Had a sudden urge to write- it passed.
Ah well.
Sittin here at Rachel’s office.
Here early.
Couldn’t get out of work fast enough today- BORING!
Able only to write in sentence fragments.
I hope Rachel doesn’t ask me to share my journal entry since she’s just witnessed me writing in it. Then she will know for sure what a SLACKER I am! “no McFly ever amounted to anything!”

May 11th 1999

At work, at lunch, bored out of my skull as usual. I just had to ask about 12 people if we had any more t.p. How embarrassing. I didn’t even need it personally, it was just that I had used the last we had upstairs and was trying to be considerate to the next person.
I’m in my car eating an apple with one hand and writing with the other. It is hot in here. I want to go home. 3 ½ more hours.
Family reunion this weekend. Next weekend- birthday. We’re going to a club called Polly Esther’s, should be fun. Someday I will have to go fight my way into that damn Star Wars prequel.

Yo! Yo! Yo! Wassup? What was my problem? It is now JUNE 30TH 1999 some facts to katch u up
1. Polly Esther’s was fun fun fun til her daddy took her t-bird away.
2. I have- you better sit down for this- MOVED INTO MY OWN APARTMENT! Am currently living ON MY OWN! Holy schnikees!

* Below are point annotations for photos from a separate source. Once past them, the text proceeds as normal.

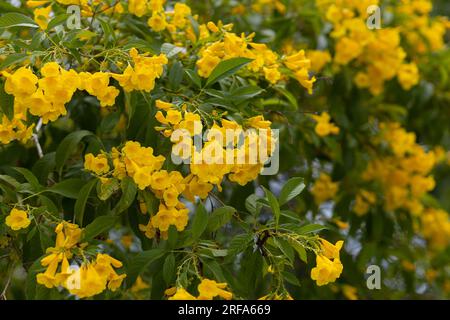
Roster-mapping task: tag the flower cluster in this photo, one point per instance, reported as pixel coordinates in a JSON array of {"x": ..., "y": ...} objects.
[
  {"x": 17, "y": 219},
  {"x": 329, "y": 266},
  {"x": 435, "y": 227},
  {"x": 377, "y": 52},
  {"x": 46, "y": 97},
  {"x": 207, "y": 289},
  {"x": 324, "y": 188},
  {"x": 422, "y": 32},
  {"x": 324, "y": 127},
  {"x": 85, "y": 280},
  {"x": 403, "y": 174},
  {"x": 144, "y": 73}
]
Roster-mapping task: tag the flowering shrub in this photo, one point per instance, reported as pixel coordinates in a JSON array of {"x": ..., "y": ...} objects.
[{"x": 155, "y": 149}]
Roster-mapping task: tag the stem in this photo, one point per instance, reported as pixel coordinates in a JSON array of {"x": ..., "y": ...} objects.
[{"x": 36, "y": 139}]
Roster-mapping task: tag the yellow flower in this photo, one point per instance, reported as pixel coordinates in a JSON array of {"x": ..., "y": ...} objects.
[
  {"x": 42, "y": 16},
  {"x": 272, "y": 75},
  {"x": 157, "y": 22},
  {"x": 99, "y": 164},
  {"x": 22, "y": 83},
  {"x": 329, "y": 250},
  {"x": 164, "y": 105},
  {"x": 323, "y": 126},
  {"x": 208, "y": 289},
  {"x": 408, "y": 75},
  {"x": 349, "y": 292},
  {"x": 17, "y": 219},
  {"x": 137, "y": 7},
  {"x": 182, "y": 294}
]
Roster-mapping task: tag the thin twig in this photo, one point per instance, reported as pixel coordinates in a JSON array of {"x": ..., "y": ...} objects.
[{"x": 36, "y": 139}]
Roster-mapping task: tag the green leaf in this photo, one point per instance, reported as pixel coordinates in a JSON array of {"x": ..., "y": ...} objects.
[
  {"x": 58, "y": 20},
  {"x": 241, "y": 94},
  {"x": 226, "y": 68},
  {"x": 239, "y": 243},
  {"x": 129, "y": 191},
  {"x": 176, "y": 75},
  {"x": 80, "y": 204},
  {"x": 290, "y": 277},
  {"x": 170, "y": 50},
  {"x": 252, "y": 205},
  {"x": 199, "y": 222},
  {"x": 194, "y": 77},
  {"x": 220, "y": 217},
  {"x": 67, "y": 147},
  {"x": 274, "y": 205},
  {"x": 300, "y": 251},
  {"x": 107, "y": 29},
  {"x": 140, "y": 262},
  {"x": 69, "y": 188},
  {"x": 30, "y": 284},
  {"x": 309, "y": 228},
  {"x": 6, "y": 103},
  {"x": 213, "y": 267},
  {"x": 285, "y": 247},
  {"x": 30, "y": 177},
  {"x": 14, "y": 19},
  {"x": 291, "y": 189},
  {"x": 98, "y": 226},
  {"x": 13, "y": 59},
  {"x": 169, "y": 269}
]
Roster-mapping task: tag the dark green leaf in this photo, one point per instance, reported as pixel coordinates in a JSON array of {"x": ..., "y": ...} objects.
[
  {"x": 199, "y": 222},
  {"x": 226, "y": 68},
  {"x": 69, "y": 188},
  {"x": 14, "y": 19},
  {"x": 291, "y": 189},
  {"x": 273, "y": 204},
  {"x": 169, "y": 269},
  {"x": 99, "y": 226},
  {"x": 80, "y": 204},
  {"x": 129, "y": 191},
  {"x": 140, "y": 262},
  {"x": 220, "y": 217},
  {"x": 67, "y": 147}
]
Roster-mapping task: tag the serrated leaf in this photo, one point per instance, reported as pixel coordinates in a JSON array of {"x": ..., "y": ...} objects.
[
  {"x": 13, "y": 59},
  {"x": 129, "y": 191},
  {"x": 291, "y": 189},
  {"x": 169, "y": 269},
  {"x": 14, "y": 19},
  {"x": 309, "y": 228},
  {"x": 67, "y": 147},
  {"x": 140, "y": 262},
  {"x": 80, "y": 204},
  {"x": 219, "y": 217},
  {"x": 6, "y": 103},
  {"x": 274, "y": 205},
  {"x": 69, "y": 188},
  {"x": 300, "y": 251},
  {"x": 239, "y": 243},
  {"x": 226, "y": 68},
  {"x": 193, "y": 76},
  {"x": 30, "y": 177},
  {"x": 200, "y": 221},
  {"x": 106, "y": 189},
  {"x": 57, "y": 21},
  {"x": 99, "y": 226}
]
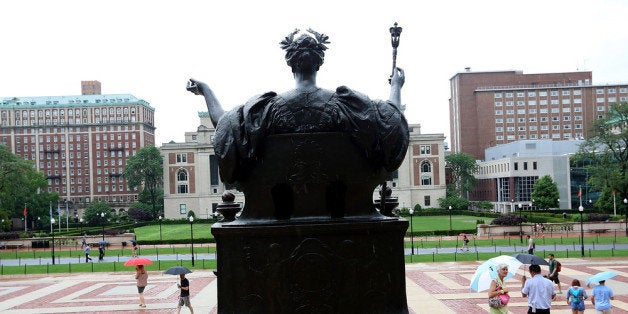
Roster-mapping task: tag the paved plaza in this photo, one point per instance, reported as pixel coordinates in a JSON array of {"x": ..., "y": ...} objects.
[{"x": 431, "y": 288}]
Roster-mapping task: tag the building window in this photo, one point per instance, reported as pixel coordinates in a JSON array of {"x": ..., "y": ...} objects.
[
  {"x": 182, "y": 182},
  {"x": 426, "y": 150}
]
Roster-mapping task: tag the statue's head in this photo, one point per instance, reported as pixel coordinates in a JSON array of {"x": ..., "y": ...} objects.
[{"x": 306, "y": 53}]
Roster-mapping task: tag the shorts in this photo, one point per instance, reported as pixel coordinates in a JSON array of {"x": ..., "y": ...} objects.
[
  {"x": 185, "y": 301},
  {"x": 554, "y": 278}
]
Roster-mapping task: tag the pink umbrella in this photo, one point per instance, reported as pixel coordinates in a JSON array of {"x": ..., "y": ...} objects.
[{"x": 138, "y": 261}]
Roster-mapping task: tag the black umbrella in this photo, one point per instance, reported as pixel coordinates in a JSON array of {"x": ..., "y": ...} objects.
[
  {"x": 530, "y": 259},
  {"x": 177, "y": 270}
]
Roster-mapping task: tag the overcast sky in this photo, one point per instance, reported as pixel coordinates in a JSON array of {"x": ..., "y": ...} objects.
[{"x": 150, "y": 48}]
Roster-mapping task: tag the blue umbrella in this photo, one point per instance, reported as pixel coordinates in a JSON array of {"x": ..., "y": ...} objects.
[
  {"x": 601, "y": 276},
  {"x": 487, "y": 271}
]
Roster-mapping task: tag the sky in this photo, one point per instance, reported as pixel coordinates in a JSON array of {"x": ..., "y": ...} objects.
[{"x": 151, "y": 48}]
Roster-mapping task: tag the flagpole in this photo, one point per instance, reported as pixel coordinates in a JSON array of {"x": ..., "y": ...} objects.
[
  {"x": 50, "y": 217},
  {"x": 67, "y": 214}
]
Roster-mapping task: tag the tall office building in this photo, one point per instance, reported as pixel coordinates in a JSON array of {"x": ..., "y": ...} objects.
[
  {"x": 493, "y": 108},
  {"x": 81, "y": 143}
]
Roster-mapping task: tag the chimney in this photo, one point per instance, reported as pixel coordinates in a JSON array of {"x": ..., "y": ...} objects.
[{"x": 90, "y": 88}]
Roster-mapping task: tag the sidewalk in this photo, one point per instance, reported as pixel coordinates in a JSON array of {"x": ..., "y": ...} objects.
[{"x": 430, "y": 288}]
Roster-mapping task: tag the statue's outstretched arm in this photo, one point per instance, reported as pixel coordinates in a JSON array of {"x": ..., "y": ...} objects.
[
  {"x": 396, "y": 83},
  {"x": 213, "y": 105}
]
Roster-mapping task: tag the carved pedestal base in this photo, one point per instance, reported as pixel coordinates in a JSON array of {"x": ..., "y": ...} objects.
[{"x": 343, "y": 266}]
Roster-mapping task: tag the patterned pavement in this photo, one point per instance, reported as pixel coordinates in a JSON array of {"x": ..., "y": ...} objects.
[{"x": 431, "y": 288}]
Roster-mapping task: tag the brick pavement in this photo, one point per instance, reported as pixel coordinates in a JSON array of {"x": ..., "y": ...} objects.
[{"x": 431, "y": 288}]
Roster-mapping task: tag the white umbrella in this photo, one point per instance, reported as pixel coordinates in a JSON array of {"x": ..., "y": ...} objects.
[{"x": 487, "y": 271}]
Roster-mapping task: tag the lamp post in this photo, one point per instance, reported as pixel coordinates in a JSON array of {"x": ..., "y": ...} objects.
[
  {"x": 160, "y": 228},
  {"x": 520, "y": 223},
  {"x": 102, "y": 215},
  {"x": 626, "y": 211},
  {"x": 192, "y": 238},
  {"x": 52, "y": 222},
  {"x": 581, "y": 210},
  {"x": 450, "y": 230},
  {"x": 411, "y": 234}
]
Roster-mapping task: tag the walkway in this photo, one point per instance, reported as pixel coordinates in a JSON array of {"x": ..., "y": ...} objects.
[{"x": 430, "y": 287}]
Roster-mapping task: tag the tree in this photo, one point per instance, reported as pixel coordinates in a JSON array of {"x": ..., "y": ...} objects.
[
  {"x": 462, "y": 167},
  {"x": 21, "y": 184},
  {"x": 144, "y": 170},
  {"x": 545, "y": 192},
  {"x": 140, "y": 212},
  {"x": 93, "y": 213},
  {"x": 606, "y": 151}
]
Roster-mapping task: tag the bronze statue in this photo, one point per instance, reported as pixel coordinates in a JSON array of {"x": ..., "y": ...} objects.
[{"x": 377, "y": 127}]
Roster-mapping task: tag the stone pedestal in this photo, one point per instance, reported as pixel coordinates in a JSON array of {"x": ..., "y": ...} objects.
[{"x": 325, "y": 266}]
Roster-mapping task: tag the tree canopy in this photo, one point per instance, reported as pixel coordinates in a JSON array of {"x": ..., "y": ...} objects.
[
  {"x": 605, "y": 152},
  {"x": 545, "y": 193},
  {"x": 462, "y": 167},
  {"x": 22, "y": 185}
]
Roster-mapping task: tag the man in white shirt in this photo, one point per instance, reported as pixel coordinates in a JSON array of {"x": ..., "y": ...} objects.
[{"x": 539, "y": 290}]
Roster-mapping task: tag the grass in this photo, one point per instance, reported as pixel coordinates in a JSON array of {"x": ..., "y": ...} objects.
[{"x": 101, "y": 267}]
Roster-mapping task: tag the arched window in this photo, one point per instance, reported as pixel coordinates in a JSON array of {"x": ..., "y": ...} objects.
[
  {"x": 182, "y": 182},
  {"x": 426, "y": 173},
  {"x": 426, "y": 166}
]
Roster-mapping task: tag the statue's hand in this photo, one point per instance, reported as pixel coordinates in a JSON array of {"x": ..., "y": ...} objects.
[{"x": 195, "y": 87}]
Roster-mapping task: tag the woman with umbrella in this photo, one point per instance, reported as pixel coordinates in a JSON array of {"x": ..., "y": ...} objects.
[
  {"x": 142, "y": 280},
  {"x": 497, "y": 288}
]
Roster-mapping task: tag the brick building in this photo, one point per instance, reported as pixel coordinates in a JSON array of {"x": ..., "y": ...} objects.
[
  {"x": 192, "y": 182},
  {"x": 493, "y": 108},
  {"x": 80, "y": 143}
]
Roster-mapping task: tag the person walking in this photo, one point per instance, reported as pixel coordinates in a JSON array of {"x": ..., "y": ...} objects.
[
  {"x": 497, "y": 289},
  {"x": 87, "y": 250},
  {"x": 141, "y": 276},
  {"x": 553, "y": 272},
  {"x": 575, "y": 297},
  {"x": 184, "y": 297},
  {"x": 539, "y": 291},
  {"x": 101, "y": 253},
  {"x": 531, "y": 245},
  {"x": 601, "y": 297}
]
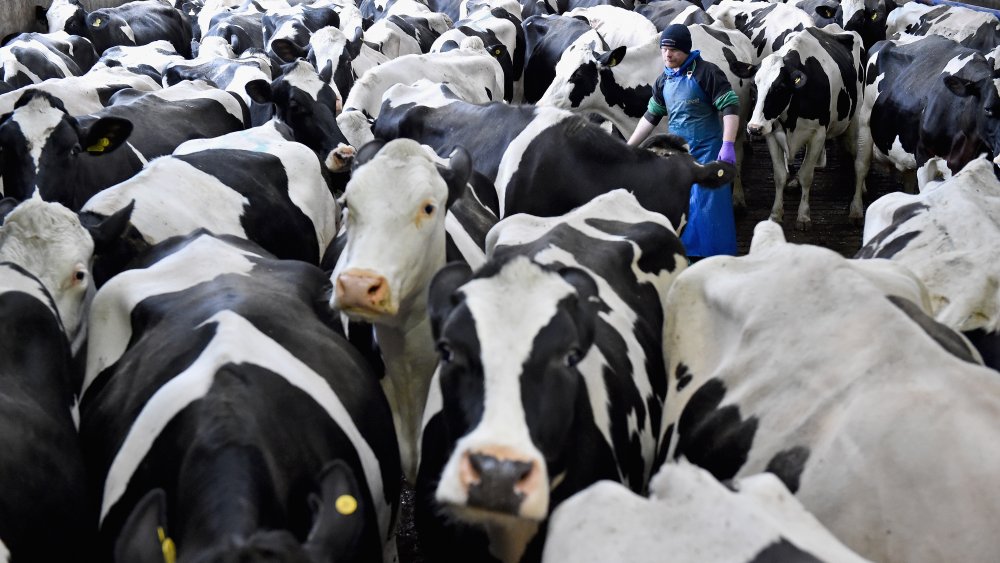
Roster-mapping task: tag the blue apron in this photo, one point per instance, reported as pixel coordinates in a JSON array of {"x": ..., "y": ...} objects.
[{"x": 711, "y": 227}]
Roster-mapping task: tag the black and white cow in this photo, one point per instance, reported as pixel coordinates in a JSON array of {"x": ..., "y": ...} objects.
[
  {"x": 976, "y": 29},
  {"x": 43, "y": 485},
  {"x": 400, "y": 230},
  {"x": 133, "y": 23},
  {"x": 616, "y": 83},
  {"x": 925, "y": 98},
  {"x": 256, "y": 184},
  {"x": 809, "y": 91},
  {"x": 546, "y": 161},
  {"x": 550, "y": 377},
  {"x": 767, "y": 24},
  {"x": 225, "y": 418},
  {"x": 70, "y": 158},
  {"x": 30, "y": 58},
  {"x": 946, "y": 235},
  {"x": 692, "y": 517},
  {"x": 471, "y": 71},
  {"x": 85, "y": 94},
  {"x": 546, "y": 37},
  {"x": 879, "y": 433}
]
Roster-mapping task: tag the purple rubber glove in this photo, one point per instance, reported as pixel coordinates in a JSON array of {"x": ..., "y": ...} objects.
[{"x": 728, "y": 152}]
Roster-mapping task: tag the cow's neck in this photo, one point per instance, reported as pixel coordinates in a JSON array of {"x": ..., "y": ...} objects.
[{"x": 410, "y": 359}]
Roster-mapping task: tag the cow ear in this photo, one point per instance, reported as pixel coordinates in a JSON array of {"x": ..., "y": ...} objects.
[
  {"x": 109, "y": 229},
  {"x": 457, "y": 173},
  {"x": 259, "y": 91},
  {"x": 612, "y": 58},
  {"x": 798, "y": 79},
  {"x": 960, "y": 86},
  {"x": 338, "y": 515},
  {"x": 105, "y": 135},
  {"x": 143, "y": 539},
  {"x": 442, "y": 296},
  {"x": 287, "y": 50}
]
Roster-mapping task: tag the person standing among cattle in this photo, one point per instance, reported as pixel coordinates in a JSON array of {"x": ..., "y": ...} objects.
[{"x": 694, "y": 93}]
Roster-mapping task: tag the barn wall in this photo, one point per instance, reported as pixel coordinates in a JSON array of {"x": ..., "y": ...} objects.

Man oh Maneshevitz!

So it is pretty cool- as I wrote to Cora it is just like Laverne and Shirley after Shirley married that guy in the body cast. “Surely you can be serious” I am serious, and don’t call me Shirley.
Only thing that sucks is the dude that lives below me plays his TV friggin’ LOUD! He’s got surround sound or something, which is cool for a movie or something, but he is only watching the Simpsons for cryin’ out loud! Throw me a frickin’ bone here!
Oooh speaking or cool movies, it’s all about Episode I baby! Keep it real up in the field, ah-ight! I was so happy, pathetic but true, that Episode I was good. It made me feel just like a kid again, what a rare and wonderful feeling.
Cock a doodle do said the rooster that lives behind me. Noisy bastard. Well, he is quieter than the neighbor, at least.